Da redação
A 1ª Turma Cível do Tribunal de Justiça do Distrito Federal e dos Territórios (TJDFT) manteve, por unanimidade, decisão que reconheceu a paternidade de uma mulher em relação ao pai já falecido. O colegiado entendeu que as provas reunidas no processo eram suficientes para confirmar o vínculo biológico, mesmo sem a realização de exame de DNA.
No processo, a autora afirmou ser filha do homem falecido e apresentou relatos e outros elementos para demonstrar a existência do vínculo. A parte ré recorreu da sentença, argumentando que as provas eram insuficientes e que o exame de DNA seria indispensável para confirmar a paternidade. O recurso foi negado.
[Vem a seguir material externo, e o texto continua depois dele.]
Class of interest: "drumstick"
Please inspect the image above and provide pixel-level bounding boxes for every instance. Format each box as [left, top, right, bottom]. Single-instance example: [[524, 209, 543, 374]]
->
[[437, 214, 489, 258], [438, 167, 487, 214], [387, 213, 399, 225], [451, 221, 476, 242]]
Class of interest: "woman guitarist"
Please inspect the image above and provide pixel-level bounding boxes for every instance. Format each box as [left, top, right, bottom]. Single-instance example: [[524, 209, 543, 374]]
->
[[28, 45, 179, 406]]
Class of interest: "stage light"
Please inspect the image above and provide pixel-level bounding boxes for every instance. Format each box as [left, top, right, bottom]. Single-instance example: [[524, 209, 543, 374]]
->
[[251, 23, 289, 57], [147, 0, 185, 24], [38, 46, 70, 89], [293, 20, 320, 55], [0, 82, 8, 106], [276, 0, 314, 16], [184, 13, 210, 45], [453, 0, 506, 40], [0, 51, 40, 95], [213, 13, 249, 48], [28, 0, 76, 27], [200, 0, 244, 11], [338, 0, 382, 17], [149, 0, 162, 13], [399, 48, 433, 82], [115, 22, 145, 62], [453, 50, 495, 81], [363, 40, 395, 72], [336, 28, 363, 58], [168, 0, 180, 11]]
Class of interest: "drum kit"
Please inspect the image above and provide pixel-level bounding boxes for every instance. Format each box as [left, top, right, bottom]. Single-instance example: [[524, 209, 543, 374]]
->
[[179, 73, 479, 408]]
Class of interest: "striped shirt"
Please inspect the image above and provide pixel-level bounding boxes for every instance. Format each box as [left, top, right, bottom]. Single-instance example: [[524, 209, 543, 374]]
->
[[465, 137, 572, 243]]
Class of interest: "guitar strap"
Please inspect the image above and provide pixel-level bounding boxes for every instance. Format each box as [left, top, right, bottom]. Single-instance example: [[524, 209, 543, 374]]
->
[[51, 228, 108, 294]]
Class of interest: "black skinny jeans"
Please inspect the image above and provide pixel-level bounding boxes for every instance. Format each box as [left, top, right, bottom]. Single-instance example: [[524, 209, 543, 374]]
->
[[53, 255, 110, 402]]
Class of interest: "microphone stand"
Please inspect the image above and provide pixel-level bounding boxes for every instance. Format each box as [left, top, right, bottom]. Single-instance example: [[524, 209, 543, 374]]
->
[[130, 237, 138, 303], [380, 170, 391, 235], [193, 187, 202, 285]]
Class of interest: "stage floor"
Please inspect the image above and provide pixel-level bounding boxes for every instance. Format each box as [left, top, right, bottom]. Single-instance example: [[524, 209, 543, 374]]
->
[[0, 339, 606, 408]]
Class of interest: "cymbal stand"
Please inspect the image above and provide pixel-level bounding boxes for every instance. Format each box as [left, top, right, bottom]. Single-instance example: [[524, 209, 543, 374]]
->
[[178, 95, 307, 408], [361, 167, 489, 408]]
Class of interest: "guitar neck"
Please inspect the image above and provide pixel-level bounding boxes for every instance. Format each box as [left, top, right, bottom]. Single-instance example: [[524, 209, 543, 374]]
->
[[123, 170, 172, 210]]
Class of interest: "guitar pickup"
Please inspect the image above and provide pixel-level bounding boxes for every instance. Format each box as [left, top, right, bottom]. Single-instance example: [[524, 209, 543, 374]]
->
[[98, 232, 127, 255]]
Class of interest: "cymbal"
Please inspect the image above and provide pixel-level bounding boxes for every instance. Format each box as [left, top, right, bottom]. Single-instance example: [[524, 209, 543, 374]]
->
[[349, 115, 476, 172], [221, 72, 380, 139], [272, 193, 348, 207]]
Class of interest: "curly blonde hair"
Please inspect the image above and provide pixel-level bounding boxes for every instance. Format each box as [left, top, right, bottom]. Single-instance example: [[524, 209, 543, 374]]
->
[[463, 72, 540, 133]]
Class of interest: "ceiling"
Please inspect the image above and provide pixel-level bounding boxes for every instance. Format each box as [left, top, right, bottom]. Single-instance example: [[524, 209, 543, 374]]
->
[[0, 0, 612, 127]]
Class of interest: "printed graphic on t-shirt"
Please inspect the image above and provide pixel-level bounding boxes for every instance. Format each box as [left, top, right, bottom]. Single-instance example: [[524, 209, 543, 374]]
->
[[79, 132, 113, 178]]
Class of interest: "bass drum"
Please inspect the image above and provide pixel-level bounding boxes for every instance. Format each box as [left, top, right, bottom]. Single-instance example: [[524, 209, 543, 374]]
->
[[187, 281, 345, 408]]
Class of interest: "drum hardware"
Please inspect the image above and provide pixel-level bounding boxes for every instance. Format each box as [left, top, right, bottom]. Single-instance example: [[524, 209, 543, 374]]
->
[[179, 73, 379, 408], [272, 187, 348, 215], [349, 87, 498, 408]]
DNA não é prova exclusiva de paternidade
Ao analisar o caso, a Turma explicou que o exame de DNA não é a única forma de comprovar a paternidade, especialmente quando a pessoa investigada já faleceu. Os desembargadores reconheceram que depoimentos testemunhais são válidos como meio de prova, mesmo quando prestados por informantes, desde que sejam coerentes e estejam em consonância com outros elementos do processo.
No caso em questão, os relatos indicaram convivência entre a autora e o falecido, reconhecimento familiar e conhecimento do pai sobre a existência da filha. O conjunto dessas informações foi considerado suficiente para confirmar o vínculo.
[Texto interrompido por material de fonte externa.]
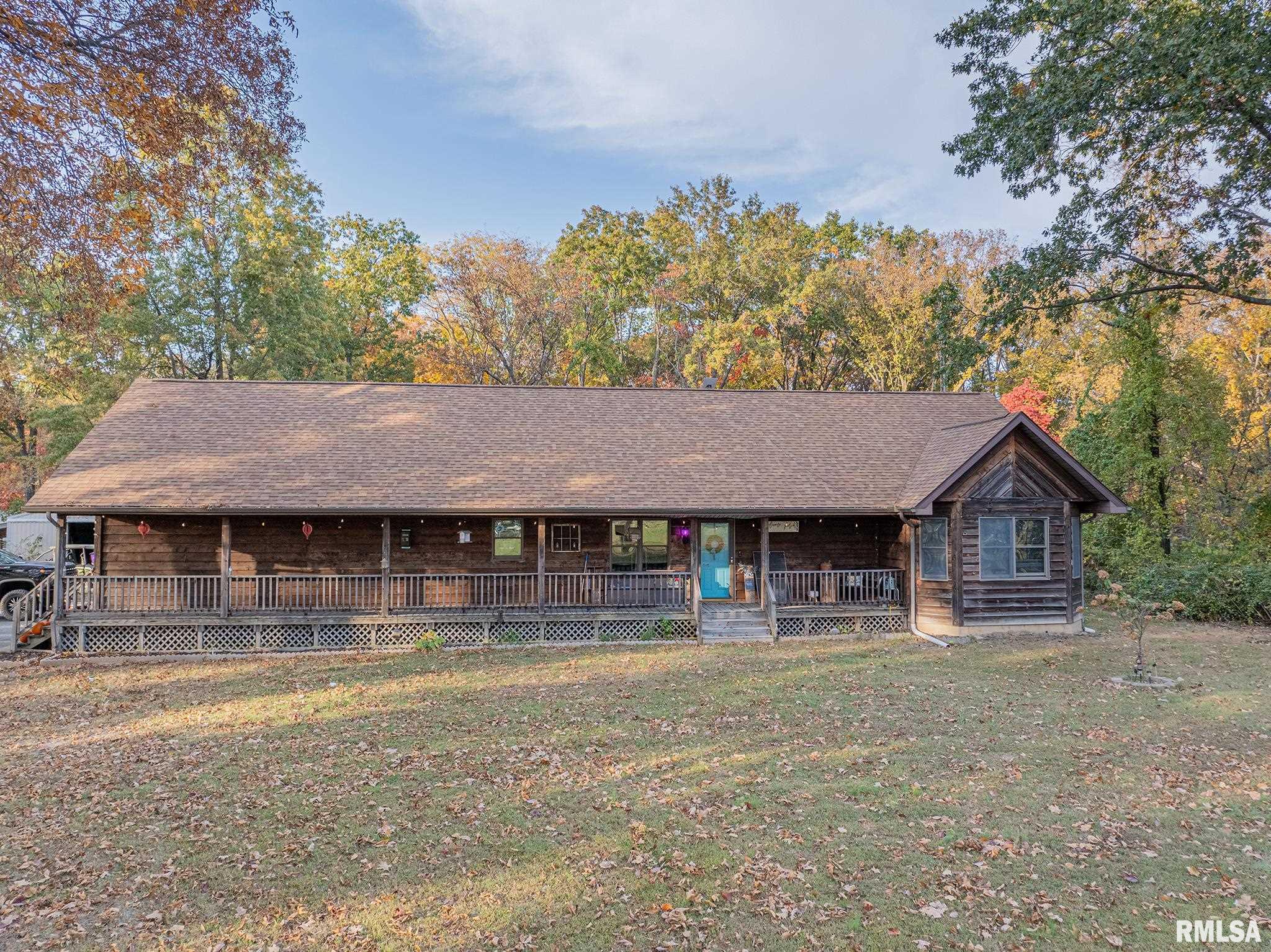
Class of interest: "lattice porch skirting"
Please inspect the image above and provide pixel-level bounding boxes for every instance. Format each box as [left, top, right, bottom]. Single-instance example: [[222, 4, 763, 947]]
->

O colegiado também destacou que a exumação do corpo para coleta de material genético é medida de caráter excepcional e se torna desnecessária quando já existem provas adequadas nos autos.
Decisão alinhada à jurisprudência
A Turma concluiu que a sentença de primeiro grau deveria ser mantida por estar em conformidade com a legislação vigente e com o entendimento consolidado nos tribunais brasileiros sobre reconhecimento de paternidade post mortem. O recurso apresentado pela parte ré foi, portanto, integralmente negado.
A decisão reforça o entendimento de que o direito ao reconhecimento da filiação não pode ser inviabilizado pela morte do suposto pai, cabendo ao Judiciário avaliar o conjunto probatório disponível. O processo tramita em segredo de justiça.